Ada tiga hal penting yang digarisbawahi, yaitu responsibility of an organization (tanggung jawab organisasi), impact (dampak) dan transparent and ethical behaviour (perilaku yang transparan dan beretika). Pertama, tanggung jawab sosial diperuntukkan tidak hanya bagi perusahaan, tetapi semua organisasi termasuk juga pemerintah dan organisasi nirlaba. Kedua, tanggung jawab sosial fokus pada penanganan dampak yang ditimbulkan, dalam hal ini meminimalkan dampak negatif dan memaksimalkan dampak positif. Ketiga,tanggung jawab sosial dijalankan “melalui perilaku yang transparan dan beretika”, dalam hal ini tentunya perilaku organisasi dan individu di dalamnya.
Dari hal tersebut di atas, maka banyak pertanyaan yang muncul terkait regulasi CSR di Indonesia. Mengapa hanya sektor usaha yang wajib bertanggung jawab sosial? Jika tanggung jawab sosial menekankan pada dampak yang ditimbulkan, bagaimana perusahaan dapat mengentaskan kemiskinan? Bukankah kemiskinan merupakan dampak dari berbagai faktor, termasuk korupsi dan kebijakan pemerintah yang dapat memicu kemiskinan namun di luar kewenangan perusahaan? Pertanyaan selanjutnya, mungkinkah kita meregulasi “perilaku” organisasi? Sejauh mana transparansi dan etika dapat diregulasi?
Dalam Kamus Besar Bahasa Indonesia, “perilaku” didefiniskan sebagai “tanggapan atau reaksi terhadap rangsangan atau lingkungan” ( http://kbbi.web.id/perilaku). Dalam bahasa Inggris, “behaviour” didefinisikan sebagai “the way someone behaves” (http://dictionary.cambridge.org/dictionary/english/behaviour). Dengan pemahaman definisi tersebut, bisakah kita meregulasi “tanggapan atau reaksi” organisasi atau individu didalam organisasi?
Untuk mempertegas pemahaman tentang tanggung jawab sosial, kita juga perlumelihat karakteristik ISO 26000. Dokumen ISO 26000 secara jelas menyatakan diri sebagai “guidance”, bukan “guidelines”. Perbedaannnya terletak pada “tingkat kepatuhan” terhadap panduan. “Guidance” bersifat rekomendasi, sedangkan “Guidelines” berisi klausul-klausul persyaratan yang harus dipenuhi.

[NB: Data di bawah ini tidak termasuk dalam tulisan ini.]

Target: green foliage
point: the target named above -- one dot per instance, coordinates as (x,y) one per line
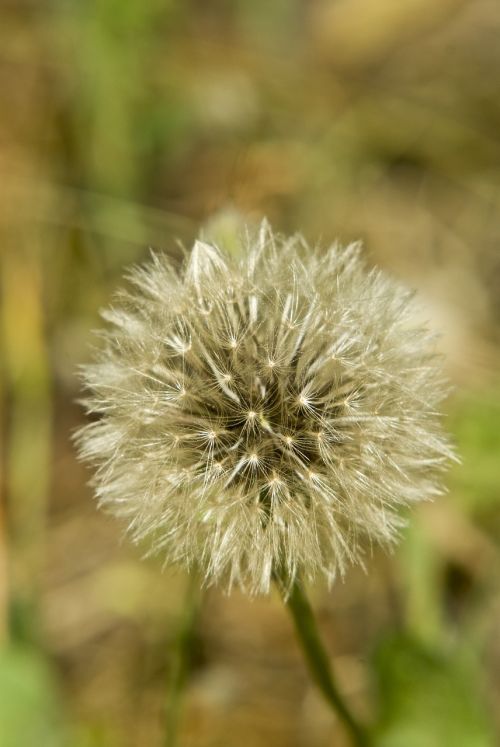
(429,699)
(29,708)
(474,423)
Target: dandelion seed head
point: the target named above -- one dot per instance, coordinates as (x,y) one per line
(270,412)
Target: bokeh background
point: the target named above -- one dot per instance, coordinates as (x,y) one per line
(126,124)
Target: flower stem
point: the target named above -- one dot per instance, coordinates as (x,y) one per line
(183,654)
(318,661)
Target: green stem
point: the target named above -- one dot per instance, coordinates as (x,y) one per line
(182,659)
(318,661)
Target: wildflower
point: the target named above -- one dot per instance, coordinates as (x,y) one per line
(263,413)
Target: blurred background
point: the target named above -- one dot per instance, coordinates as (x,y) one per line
(126,124)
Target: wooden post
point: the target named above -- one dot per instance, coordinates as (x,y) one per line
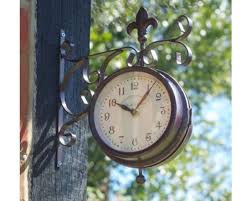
(69,182)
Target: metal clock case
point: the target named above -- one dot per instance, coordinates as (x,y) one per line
(156,111)
(171,141)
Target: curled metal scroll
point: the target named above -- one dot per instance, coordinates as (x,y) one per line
(184,31)
(145,56)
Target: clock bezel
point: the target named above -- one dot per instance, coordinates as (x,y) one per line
(123,154)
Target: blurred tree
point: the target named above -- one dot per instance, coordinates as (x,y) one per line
(202,171)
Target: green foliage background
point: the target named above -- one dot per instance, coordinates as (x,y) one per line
(207,77)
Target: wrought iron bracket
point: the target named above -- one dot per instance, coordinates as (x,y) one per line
(144,56)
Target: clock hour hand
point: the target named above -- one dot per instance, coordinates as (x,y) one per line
(124,107)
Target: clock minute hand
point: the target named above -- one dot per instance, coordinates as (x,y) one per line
(124,107)
(144,97)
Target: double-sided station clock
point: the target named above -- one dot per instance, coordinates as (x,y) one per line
(139,115)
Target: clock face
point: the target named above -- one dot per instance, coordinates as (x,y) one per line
(132,111)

Hal tersebut diperkuat oleh ciri ISO 26000 lainnya, yaitu penggunaan kata “should”, bukan “shall” di dalam dokumen. Ini jelas tertulis pada dokumen ISO 26000 Guidance for Social Responsibility, khususnya Box 1,yaitu (kata-kata penting digarisbawahi oleh penulis):
This International Standard contains no requirements and therefore the word “shall”, which indicates a requirement in ISO language, is not used. Recommendations use the word “should”. In some countries, certain recommendations of ISO 26000 are incorporated into law, and are therefore legally required.
The word “may” is used to indicate that something is permitted. The word “can” is used to indicate that something is possible, for example, that an organization or individual is able to do something.
An International Standard providing guidance does not contain requirements but may contain recommendations.
Jadi jelas, jika mengikuti konsep tanggung jawab sosial dalam ISO 26000, maka tanggung jawab sosial sebagai perilaku organisasi bukanlah suatu objek yang patut diregulasi atau diatur melalui undang-undang. Ini juga yang menjadi alasan ISO 26000 tidak menggunakan mekanisme sertifikasi.